16 Novembre 2021

Esterometro 2022: le operazioni passive comunitarie

di Roberto Curcu
Scarica in PDF
La scheda di FISCOPRATICO

Con la notizia pubblicata il 4 novembre (“Esterometro 2022: le operazioni attive”) abbiamo cercato di riassumere le problematiche che stanno emergendo riguardo alle nuove modalità di invio dell’esterometro, che saranno in vigore con riferimento alle operazioni effettuate dal 2022.

Se per capire quali siano le operazioni attive soggette al nuovo obbligo è cosa relativamente semplice, qualche problema in più potrebbe sorgere con riferimento all’individuazione delle operazioni passive per cui applicare la nuova procedura.

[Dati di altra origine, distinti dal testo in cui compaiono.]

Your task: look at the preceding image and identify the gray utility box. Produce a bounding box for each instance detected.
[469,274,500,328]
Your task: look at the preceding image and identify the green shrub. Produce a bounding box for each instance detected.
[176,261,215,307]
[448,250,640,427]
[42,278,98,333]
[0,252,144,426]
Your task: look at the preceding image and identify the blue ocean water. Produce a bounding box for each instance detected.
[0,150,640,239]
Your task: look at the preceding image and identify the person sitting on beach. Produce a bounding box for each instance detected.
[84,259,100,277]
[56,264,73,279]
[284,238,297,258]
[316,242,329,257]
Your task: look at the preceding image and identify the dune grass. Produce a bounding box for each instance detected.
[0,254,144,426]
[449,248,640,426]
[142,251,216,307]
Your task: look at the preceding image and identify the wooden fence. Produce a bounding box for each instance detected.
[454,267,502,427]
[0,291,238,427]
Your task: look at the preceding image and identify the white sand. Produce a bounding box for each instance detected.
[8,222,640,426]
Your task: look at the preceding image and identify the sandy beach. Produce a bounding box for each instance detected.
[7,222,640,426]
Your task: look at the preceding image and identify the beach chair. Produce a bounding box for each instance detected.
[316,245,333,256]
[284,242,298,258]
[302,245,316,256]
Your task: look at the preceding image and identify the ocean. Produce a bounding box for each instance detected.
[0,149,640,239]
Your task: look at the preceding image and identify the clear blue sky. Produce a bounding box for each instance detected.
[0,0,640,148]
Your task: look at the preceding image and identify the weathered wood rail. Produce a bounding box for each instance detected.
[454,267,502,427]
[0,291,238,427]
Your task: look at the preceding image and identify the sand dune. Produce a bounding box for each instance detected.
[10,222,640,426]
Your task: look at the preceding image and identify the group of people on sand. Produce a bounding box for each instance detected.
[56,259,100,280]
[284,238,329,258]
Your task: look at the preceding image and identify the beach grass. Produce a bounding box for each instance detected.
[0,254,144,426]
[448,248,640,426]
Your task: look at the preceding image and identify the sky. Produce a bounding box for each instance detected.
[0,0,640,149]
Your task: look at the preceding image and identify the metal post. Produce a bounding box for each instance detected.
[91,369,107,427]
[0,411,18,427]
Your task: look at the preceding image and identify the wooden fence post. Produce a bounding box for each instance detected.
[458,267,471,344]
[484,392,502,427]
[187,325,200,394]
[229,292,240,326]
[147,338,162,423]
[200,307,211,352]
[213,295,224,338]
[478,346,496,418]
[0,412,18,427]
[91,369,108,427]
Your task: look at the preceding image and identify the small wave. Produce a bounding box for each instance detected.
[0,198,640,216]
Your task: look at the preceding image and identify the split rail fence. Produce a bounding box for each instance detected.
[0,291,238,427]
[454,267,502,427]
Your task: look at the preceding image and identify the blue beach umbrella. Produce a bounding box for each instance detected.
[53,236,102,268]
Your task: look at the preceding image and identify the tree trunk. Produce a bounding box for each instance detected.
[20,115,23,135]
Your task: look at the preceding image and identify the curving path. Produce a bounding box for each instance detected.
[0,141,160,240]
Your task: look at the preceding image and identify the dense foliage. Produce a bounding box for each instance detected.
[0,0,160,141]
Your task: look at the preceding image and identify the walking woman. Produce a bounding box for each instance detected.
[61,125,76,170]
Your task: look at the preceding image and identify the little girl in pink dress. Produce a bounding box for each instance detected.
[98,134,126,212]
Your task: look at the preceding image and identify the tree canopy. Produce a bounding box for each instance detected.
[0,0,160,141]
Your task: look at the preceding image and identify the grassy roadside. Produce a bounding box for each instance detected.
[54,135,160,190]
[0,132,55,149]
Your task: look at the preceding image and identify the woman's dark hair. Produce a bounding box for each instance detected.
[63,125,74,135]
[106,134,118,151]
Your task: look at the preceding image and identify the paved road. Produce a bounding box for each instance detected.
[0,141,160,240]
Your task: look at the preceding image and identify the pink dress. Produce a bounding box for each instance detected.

La norma parla di operazioni “effettuate”, ed utilizza quindi un termine tecnico che potrebbe portare a notevole confusione; ad esempio un acquisto intracomunitario si considera effettuato nel momento in cui parte la merce (ipotizziamo dicembre 2021). Se la stessa arriva nel gennaio 2022, insieme alla fattura, l’operazione viene registrata dal cessionario nei registri Iva del 2022.

Se il nuovo obbligo facesse riferimento alle operazioni “effettuate”, tale operazione non andrebbe nell’esterometro 2022, ma nemmeno in quello 2021, considerato che il provvedimento che regola l’esterometro 2021 prevede di fare riferimento alla data di registrazione delle operazioni.

A fini pratici, chi scrive suggerisce quindi di utilizzare la nuova modalità di invio per tutte le operazioni registrate nel 2022 e che concorrono alle liquidazioni di tale anno.

Come abbiamo visto nell’articolo sulle operazioni attive, la modifica dell’esterometro sembrerebbe meramente informatica; infatti, oggi le operazioni che vengono registrate creano un “record” con i dati che servono per la compilazione dell’esterometro, e tutti i record creati in un trimestre vengono “inseriti” in un file che viene inviato appunto trimestralmente. Dal 2022 si chiede che per ogni operazione venga creato un file, contenente i dati del singolo record, ed inviato entro il 15 del mese successivo.

Se abbiamo visto che per quanto riguarda le operazioni attive questo invio singolo dei dati, anziché cumulativo, non porta a grandi complicazioni, per le operazioni passive le complicazioni sono maggiori, e derivano anche dal fatto che – per adempiere correttamente alle norme sull’esterometro – è necessario che siano adottate in maniera corretta e tempestiva le procedure del reverse charge.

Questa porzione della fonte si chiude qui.